Los barrenderos que hacia aquella hora cruzaban el puente tras sus carricoches vieron, entre dos luces, a un hombre con su can. Bajaban ambos al río por las escalerillas; no parecían muy importantes.

Simón bajó los escalones con cautela. Lista brillaba entre sus brazos. En el límite del agua la dejó ir. Ella se sumergió dulcemente. Dio después una vuelta para cobrar empuje. Patán, de oído muy aguzado, oyó que Lista le decía a Simón:

—Eres todo un caballero. Mi caballero.

El hombre se agachó para tocar al chucho. Éste tenía otra luz en los ojos, algo diferente.

—No me irás a llorar, eh —dijo Simón.

El perro se alzó de patas para tocar con el hocico la nariz de su amo. Éste notó, por un instante, el contacto húmedo y caliente, como un beso que le protegiera. Era un beso que le daba el mundo. Se sintió fuerte y muy feliz.


Jorge González Aranguren (San Sebastián, 1938) obtuvo los premios Ciudad de Irún con Largo regreso a Ítaca y otros poemas (1972) y Adonais con De fuegostigres, ríos (1976).
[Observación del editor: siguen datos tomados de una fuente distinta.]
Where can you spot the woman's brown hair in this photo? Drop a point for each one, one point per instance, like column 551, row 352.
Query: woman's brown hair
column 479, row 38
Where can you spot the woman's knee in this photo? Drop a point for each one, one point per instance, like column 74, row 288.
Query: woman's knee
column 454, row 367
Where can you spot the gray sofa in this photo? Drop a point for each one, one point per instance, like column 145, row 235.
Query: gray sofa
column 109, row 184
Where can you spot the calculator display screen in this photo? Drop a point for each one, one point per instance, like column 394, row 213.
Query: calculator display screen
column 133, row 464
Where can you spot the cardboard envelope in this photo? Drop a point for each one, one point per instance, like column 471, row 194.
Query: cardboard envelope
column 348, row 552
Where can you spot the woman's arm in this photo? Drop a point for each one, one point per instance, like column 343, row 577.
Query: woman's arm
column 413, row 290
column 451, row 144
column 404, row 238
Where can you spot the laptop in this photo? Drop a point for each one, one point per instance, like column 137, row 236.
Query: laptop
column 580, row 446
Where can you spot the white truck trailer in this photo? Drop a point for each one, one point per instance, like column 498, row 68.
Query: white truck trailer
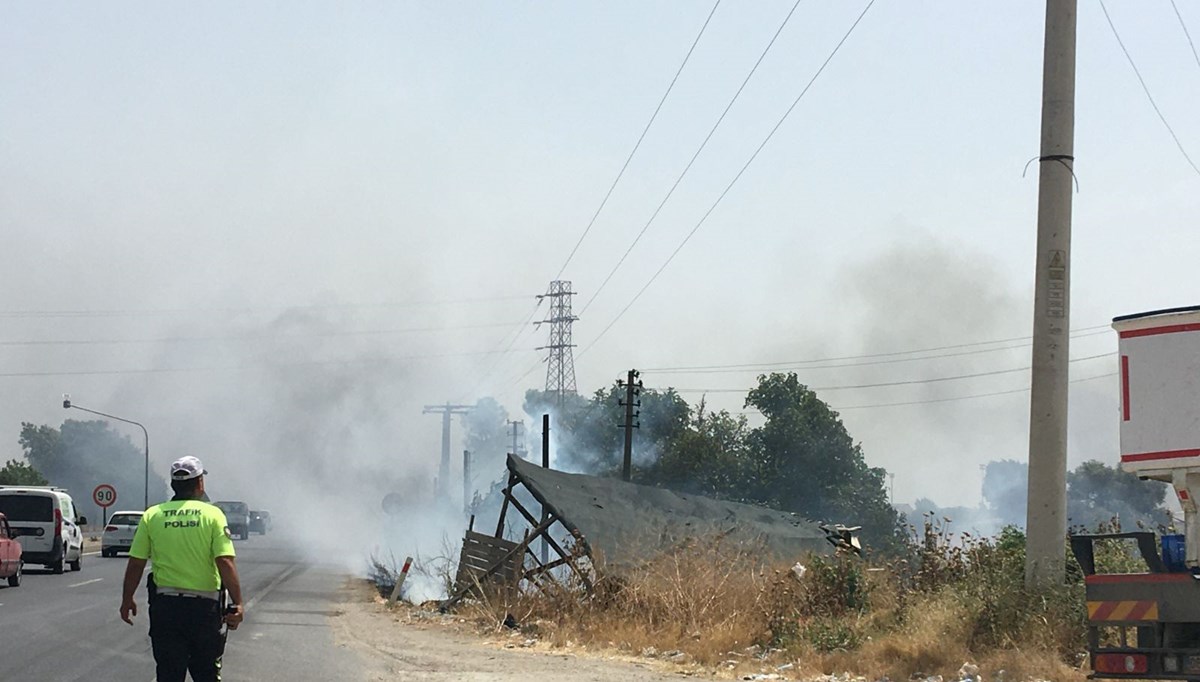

El volumen Fuego lento (1989), publicado por la Universidad del País Vasco, reúne sus nueve primeros poemarios, a los que siguieron Aquellas casas (2003), Qué perezosos pies (2007) y Así como nosotros (2018). En 2005 la revista La Ortiga le dedicó un número monográfico y parte de su obra ha sido traducida a alemán, inglés, francés, italiano, euskera y mallorquín. El cuento que publicamos pertenece al volumen Un resbalón hacia el cielo, de próxima publicación.